UnWholly (2012) is the second book in Neal Shusterman’s UNWIND DYSTOLOGY. You’ll need to read the first novel, Unwind, first, so I’ll assume you have. This review will contain minor spoilers for that book.
Connor, Risa, and Lev have each escaped being unwound, are hiding from the juvenile authority, and are determined to stop the evil practice of unwinding that their society has embraced. The plot splits into a few subplots as each teenager has their own dangerous road to travel in this installment.
An intriguing new member of the cast is Cam, a young man who, so far, is hard to figure out. That’s because he was created by a Frankensteinish scientist who fashioned him out of the body parts of many talented teens (we met one of those teens in the previous book). Cam was built to be an ideal human being but, when he comes to consciousness, he feels disjointed and confused. Will he embrace his superiority and enjoy the indulgent elite life he was born into, or will he turn against the institution that created him?
In addition to his loveable protagonists, Schusterman has created some really odious characters for this series – the kind you just love to hate. There’s Nelson, a body parts pirate who is eager to catch and sell high-value bodies such as those that belong to Connor, Lev, and Risa (plus, he’s out for revenge, not just money). And there’s Starkey, a competent stork (abandoned at birth by his parents) who is working his way up the ladder at the camp that Connor runs. Starkey has his own agenda and it’s not the same as Connor’s.
In my review of Unwind, I mentioned that I had trouble believing in Shusterman’s premise, but his world becomes more believable in this novel due to additional history and press clippings and commercials sporadically placed throughout the text. From them we learn why citizens voted for unwinding and how the practice has profited businesses, parents, and other consumers. For example, one commercial advertises neural weaves made from unwound brain tissue that can be pre-programmed with any academic subject and implanted into kids’ brains so they can excel in school. You can see how parents might justify the unwinding of feral or troubled teens so that children who are loved and wanted can have the best life possible.
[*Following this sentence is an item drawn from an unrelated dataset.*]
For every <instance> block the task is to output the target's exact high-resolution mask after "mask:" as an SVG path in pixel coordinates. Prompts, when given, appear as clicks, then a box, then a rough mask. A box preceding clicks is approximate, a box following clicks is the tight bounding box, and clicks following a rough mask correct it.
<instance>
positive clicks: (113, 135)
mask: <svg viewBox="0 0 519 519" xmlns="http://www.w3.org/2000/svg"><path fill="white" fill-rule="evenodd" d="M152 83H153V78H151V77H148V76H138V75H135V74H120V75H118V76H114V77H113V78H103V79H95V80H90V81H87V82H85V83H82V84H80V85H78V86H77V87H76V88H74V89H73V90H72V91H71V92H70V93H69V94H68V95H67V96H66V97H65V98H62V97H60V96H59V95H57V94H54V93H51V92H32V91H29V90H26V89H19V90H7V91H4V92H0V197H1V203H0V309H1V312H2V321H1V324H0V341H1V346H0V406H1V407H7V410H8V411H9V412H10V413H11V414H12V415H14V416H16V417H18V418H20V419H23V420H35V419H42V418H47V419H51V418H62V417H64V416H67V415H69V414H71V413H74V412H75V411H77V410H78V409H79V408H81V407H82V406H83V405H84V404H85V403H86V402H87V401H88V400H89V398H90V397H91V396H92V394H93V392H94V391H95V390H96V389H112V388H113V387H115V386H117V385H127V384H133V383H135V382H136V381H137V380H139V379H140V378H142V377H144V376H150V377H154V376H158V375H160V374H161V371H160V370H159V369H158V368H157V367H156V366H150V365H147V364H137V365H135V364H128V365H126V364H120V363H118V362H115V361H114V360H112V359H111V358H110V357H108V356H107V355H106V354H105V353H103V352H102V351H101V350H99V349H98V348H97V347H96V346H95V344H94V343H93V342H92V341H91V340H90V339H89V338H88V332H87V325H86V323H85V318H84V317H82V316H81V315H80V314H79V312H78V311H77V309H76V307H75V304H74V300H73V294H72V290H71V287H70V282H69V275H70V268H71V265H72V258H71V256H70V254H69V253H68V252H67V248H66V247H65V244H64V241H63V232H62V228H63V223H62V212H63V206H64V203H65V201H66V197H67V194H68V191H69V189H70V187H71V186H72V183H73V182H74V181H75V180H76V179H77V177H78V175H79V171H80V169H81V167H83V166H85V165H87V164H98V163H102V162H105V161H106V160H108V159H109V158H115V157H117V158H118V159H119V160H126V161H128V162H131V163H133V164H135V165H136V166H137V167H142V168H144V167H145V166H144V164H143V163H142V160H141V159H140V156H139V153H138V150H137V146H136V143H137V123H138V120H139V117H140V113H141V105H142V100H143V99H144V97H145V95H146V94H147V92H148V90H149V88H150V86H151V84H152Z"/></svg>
This moral dilemma is one of the best parts of the UNWIND series. Unwinding was a compromise between the pro-life and pro-choice armies but, through the clear eyes of our teenage protagonists, Shusterman does a good job exploring many of the ugly consequences of this decision.
As with the first novel, the fast pace of UnWholly rarely lags and the plot is never predictable. It’s exciting all the way through and my daughter and I were eager to pick up the third book, UnSouled, as soon as we finished UnWholly.
The audiobook, produced by Audible Studios, is narrated by Luke Daniels. We don’t love all of the voices he chose for Shusterman’s characters, but he does a fine job and I can recommend the audio version.